WHO DECIDES WHAT HAPPENS TO MY REMAINS ANYWAY?
–THE NEW 2013 HAWAII LAW
Ethan R. Okura
“Thou know’st ’tis common; all that lives must die,
Passing through nature to eternity.”
-William Shakespeare (Hamlet)
Death. This is a difficult topic to think about. Most of us spend most of our lives enjoying work, hobbies, friends and family. We engage in diversions to avoid thinking about this inevitability. And yet, this is a bridge that we all must cross someday. Some of us are meticulous planners and dictate exactly what should happen upon our passing, such as where to hold a funeral service, what type of food to serve, what pictures to display, and even what type of music will be played. While most of estate planning is usually focused on what happens to your financial estate after you pass away, today I want to discuss what happens to your physical estate—your body and its final honors as it is laid to rest.
One of the biggest decisions is whether to be buried or cremated. Although there is no right or wrong answer to this question, there are many factors that can influence your decision on this matter. Religious beliefs, financial resources, ecological concerns, and family traditions are all important considerations. However, once you’ve decided how to dispose of your remains and what type of memorial service you would like to have held on your behalf, how do you make sure that your wishes are carried out after you are gone?
In the past, you could indicate your wishes as to the treatment of your remains in an Advanced Health Care Directive or in a Last Will and Testament. However, those documents were not designed primarily for that purpose and there wasn’t a good system in place to ensure that your wishes would be carried out. The Advanced Health Care Directive is primarily a document that lets you designate an agent to make health care decisions for you in the event of your incapacity and it also lets you make your end of life decisions—such as whether or not to pull the plug or receive tube-feeding. The Last Will and Testament is primarily for the purpose of naming your Personal Representative (formerly known as an Executor) and designating who should inherit your property or become the guardians of your minor children. In addition, there wasn’t a clear rule about who has the right to ultimately decide about your body’s fate.
Last year, the Hawaii State Legislature passed a new law called the “Disposition of Remains Act.” According to the new law, a person over age 18 may specify the location, manner, and conditions of disposing of their remains in a Will, in a pre-need funeral contract, or in a written, signed, and notarized document. Under the law, these written directions take precedence over any other person’s wishes or directions—including your surviving spouse or children.

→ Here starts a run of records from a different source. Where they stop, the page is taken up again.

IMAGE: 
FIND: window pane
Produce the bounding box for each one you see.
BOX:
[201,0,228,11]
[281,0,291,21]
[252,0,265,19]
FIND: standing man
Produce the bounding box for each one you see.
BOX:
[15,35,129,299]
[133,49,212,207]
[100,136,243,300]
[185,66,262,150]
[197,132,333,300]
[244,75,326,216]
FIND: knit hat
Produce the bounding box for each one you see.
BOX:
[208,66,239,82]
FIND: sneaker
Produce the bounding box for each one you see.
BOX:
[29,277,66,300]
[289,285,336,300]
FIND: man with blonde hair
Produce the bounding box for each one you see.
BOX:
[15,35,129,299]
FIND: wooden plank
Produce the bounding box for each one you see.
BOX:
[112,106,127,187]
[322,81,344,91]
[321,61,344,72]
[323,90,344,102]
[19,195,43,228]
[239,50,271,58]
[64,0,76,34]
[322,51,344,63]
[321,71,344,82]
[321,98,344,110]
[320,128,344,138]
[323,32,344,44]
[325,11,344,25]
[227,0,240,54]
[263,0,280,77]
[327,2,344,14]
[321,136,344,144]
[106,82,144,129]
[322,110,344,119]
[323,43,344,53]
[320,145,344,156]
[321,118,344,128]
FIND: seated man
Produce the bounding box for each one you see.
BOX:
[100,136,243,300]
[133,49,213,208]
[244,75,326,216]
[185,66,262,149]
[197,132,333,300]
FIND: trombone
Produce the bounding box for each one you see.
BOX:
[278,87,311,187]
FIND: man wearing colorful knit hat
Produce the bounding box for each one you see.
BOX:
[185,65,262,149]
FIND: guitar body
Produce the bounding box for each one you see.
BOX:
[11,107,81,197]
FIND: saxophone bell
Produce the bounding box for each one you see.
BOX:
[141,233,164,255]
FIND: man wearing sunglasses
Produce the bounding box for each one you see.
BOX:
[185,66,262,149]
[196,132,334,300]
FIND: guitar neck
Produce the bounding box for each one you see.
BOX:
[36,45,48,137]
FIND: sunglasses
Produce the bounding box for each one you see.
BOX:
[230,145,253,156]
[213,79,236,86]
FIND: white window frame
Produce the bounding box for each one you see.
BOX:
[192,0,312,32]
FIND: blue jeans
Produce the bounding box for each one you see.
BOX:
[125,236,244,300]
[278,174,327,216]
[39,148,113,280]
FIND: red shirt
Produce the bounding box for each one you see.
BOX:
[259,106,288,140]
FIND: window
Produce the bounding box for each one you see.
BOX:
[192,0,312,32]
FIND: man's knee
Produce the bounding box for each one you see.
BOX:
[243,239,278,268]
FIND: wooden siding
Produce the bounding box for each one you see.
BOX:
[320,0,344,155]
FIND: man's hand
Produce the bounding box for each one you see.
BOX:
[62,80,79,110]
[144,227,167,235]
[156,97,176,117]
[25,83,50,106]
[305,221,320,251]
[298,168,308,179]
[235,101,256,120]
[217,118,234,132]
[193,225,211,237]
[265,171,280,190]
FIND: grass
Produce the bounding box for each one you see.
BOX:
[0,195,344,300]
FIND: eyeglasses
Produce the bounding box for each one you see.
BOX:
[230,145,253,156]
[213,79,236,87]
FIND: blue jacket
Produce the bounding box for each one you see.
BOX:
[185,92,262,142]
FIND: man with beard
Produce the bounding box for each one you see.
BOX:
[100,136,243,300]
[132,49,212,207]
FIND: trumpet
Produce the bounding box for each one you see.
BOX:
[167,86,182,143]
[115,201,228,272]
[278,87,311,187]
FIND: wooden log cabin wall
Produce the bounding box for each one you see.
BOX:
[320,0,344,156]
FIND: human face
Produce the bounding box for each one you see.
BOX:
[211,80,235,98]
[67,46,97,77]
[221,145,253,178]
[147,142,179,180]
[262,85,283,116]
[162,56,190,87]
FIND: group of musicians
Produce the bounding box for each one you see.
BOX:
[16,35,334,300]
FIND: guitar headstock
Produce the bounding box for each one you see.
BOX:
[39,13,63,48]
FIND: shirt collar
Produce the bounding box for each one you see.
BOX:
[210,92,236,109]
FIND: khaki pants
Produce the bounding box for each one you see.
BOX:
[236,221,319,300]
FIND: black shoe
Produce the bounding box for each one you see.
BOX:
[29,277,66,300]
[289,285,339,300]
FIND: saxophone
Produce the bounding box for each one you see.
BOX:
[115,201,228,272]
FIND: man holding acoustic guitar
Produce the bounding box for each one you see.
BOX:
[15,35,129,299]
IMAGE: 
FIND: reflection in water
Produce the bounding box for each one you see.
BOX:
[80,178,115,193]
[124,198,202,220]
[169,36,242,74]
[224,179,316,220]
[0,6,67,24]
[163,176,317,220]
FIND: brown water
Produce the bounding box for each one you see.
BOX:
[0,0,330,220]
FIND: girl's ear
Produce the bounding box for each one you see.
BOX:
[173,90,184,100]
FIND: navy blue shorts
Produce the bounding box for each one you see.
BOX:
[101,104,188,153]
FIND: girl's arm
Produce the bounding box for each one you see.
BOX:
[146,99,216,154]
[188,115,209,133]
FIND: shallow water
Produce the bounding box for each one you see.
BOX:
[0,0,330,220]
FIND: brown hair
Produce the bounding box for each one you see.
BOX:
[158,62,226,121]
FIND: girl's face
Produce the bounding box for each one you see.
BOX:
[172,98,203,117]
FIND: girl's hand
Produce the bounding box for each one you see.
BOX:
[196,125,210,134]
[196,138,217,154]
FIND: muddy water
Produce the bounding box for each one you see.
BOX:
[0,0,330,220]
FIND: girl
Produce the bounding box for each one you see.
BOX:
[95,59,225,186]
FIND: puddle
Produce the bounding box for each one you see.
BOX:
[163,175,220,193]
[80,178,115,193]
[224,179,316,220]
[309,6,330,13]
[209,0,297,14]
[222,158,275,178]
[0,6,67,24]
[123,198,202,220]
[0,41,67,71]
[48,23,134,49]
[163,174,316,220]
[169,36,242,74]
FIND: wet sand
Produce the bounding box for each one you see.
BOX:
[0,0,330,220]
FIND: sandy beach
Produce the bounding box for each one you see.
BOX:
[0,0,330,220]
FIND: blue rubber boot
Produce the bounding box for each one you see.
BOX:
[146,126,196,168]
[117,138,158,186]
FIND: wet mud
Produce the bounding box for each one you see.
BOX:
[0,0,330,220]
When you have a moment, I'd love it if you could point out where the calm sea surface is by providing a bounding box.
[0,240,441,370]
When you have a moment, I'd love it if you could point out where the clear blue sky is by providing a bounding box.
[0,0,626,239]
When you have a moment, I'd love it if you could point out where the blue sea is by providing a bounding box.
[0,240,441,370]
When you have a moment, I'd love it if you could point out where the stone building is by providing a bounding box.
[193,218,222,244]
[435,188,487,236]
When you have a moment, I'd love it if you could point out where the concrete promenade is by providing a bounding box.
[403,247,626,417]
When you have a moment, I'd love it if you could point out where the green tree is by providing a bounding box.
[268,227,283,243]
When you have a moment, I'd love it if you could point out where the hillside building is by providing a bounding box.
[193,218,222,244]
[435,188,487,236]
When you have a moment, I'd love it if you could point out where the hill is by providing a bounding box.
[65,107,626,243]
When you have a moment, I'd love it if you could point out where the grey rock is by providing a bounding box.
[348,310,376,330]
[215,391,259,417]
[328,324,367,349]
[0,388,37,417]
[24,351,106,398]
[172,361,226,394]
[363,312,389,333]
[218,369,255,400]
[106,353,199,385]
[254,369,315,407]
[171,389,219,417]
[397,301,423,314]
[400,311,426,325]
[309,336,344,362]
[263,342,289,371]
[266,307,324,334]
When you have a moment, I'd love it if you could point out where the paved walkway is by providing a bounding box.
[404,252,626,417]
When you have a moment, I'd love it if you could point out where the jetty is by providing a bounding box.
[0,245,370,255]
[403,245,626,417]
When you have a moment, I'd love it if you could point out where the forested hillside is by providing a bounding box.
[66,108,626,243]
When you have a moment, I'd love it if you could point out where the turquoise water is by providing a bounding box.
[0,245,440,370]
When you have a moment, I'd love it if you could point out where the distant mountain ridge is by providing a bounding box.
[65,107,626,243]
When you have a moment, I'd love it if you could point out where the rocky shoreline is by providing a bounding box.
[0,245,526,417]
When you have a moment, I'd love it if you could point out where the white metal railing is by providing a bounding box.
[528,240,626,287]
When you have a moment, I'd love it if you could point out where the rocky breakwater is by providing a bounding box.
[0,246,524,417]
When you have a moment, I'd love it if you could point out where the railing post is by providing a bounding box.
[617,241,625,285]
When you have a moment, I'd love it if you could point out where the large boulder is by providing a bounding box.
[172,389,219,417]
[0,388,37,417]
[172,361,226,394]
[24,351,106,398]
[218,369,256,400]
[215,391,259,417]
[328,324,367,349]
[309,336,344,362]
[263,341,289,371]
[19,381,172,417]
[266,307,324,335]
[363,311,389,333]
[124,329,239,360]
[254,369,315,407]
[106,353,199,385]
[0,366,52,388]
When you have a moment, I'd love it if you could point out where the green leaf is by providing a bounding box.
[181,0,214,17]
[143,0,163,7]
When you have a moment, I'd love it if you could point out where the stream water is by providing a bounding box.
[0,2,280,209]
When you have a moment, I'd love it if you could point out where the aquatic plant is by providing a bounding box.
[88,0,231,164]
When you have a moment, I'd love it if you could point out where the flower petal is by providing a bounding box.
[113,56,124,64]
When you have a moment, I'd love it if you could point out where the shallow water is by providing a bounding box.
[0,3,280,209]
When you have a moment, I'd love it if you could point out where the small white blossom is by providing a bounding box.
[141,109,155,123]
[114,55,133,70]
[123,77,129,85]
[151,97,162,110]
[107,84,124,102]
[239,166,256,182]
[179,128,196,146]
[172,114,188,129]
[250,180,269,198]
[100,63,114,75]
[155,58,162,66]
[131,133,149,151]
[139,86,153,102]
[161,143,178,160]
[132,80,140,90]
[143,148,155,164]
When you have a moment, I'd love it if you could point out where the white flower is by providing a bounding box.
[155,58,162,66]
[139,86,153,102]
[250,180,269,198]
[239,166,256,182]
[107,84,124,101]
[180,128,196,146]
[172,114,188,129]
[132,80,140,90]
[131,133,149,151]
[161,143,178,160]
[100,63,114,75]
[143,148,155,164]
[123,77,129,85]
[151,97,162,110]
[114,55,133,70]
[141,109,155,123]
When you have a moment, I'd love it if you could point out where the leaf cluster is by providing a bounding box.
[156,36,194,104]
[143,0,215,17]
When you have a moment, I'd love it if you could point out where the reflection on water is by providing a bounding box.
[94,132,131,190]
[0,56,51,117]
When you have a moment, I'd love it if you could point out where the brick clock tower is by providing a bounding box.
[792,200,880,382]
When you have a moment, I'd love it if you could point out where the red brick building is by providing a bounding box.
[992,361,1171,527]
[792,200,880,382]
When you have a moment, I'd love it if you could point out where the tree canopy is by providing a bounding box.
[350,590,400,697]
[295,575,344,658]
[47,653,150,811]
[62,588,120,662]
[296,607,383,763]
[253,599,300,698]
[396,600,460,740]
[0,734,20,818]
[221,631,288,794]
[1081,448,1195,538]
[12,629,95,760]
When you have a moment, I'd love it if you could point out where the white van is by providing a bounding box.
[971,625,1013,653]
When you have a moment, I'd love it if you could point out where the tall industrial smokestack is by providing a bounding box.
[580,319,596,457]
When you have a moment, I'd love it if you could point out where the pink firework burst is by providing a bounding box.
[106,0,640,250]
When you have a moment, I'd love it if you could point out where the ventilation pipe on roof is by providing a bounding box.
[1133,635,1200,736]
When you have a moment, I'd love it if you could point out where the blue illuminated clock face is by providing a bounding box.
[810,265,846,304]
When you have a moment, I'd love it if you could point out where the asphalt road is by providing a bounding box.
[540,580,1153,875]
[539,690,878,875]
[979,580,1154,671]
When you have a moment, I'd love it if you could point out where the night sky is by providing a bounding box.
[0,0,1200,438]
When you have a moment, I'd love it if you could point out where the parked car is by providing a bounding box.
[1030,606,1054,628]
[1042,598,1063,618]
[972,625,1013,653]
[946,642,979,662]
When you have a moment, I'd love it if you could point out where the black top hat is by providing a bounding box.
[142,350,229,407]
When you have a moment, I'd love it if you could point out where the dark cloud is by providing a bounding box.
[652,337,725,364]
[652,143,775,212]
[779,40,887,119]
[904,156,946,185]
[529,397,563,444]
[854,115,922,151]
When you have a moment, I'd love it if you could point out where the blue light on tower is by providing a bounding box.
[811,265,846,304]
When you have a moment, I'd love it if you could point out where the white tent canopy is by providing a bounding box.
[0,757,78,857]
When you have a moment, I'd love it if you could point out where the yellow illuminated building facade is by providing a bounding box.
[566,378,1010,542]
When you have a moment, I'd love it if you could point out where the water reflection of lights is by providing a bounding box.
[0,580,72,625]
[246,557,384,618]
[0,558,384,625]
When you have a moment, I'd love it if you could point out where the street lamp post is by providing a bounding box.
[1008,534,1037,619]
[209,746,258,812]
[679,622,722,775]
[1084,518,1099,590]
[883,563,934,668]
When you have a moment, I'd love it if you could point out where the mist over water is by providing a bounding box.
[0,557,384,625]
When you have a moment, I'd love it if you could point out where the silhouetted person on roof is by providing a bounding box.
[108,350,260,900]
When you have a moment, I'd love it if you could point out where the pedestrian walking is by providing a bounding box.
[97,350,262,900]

If you don’t specify how you want your remains to be disposed of, you can appoint someone to make those decisions for you in your Will or in a separate document that identifies who you are naming to fill that role. In the event that you don’t specify whom you would like to have authority to make decisions about your remains, the law gives priority to your surviving spouse, partner, or reciprocal beneficiary, if you were married, in a civil union, or in a reciprocal beneficiary relationship when you passed away. If not, the majority of your children would have the right to make such decisions. The law goes on to name your parents, and then your siblings if they happen to be surviving, and then more remote family members or other legal representatives.
An interesting point is that the law goes so far as to point out that if your named representative, or family member who has priority under the law, is charged with murder or manslaughter in connection with your death, then their right to decide about the disposition of your remains is forfeited.
This new law is especially helpful for the funeral homes who were often stuck in a situation where they had conflicting instructions from different family members and didn’t know who to listen to, or had to deal with the body of someone who had no close family members and didn’t have instructions at all as to what to do.
If you haven’t taken care of specifying how you would like your memory to be honored and what to do with you remains, you should see an expert estate planning specialist attorney right away to update or create your estate plan including what your wishes are regarding the disposition of your remains.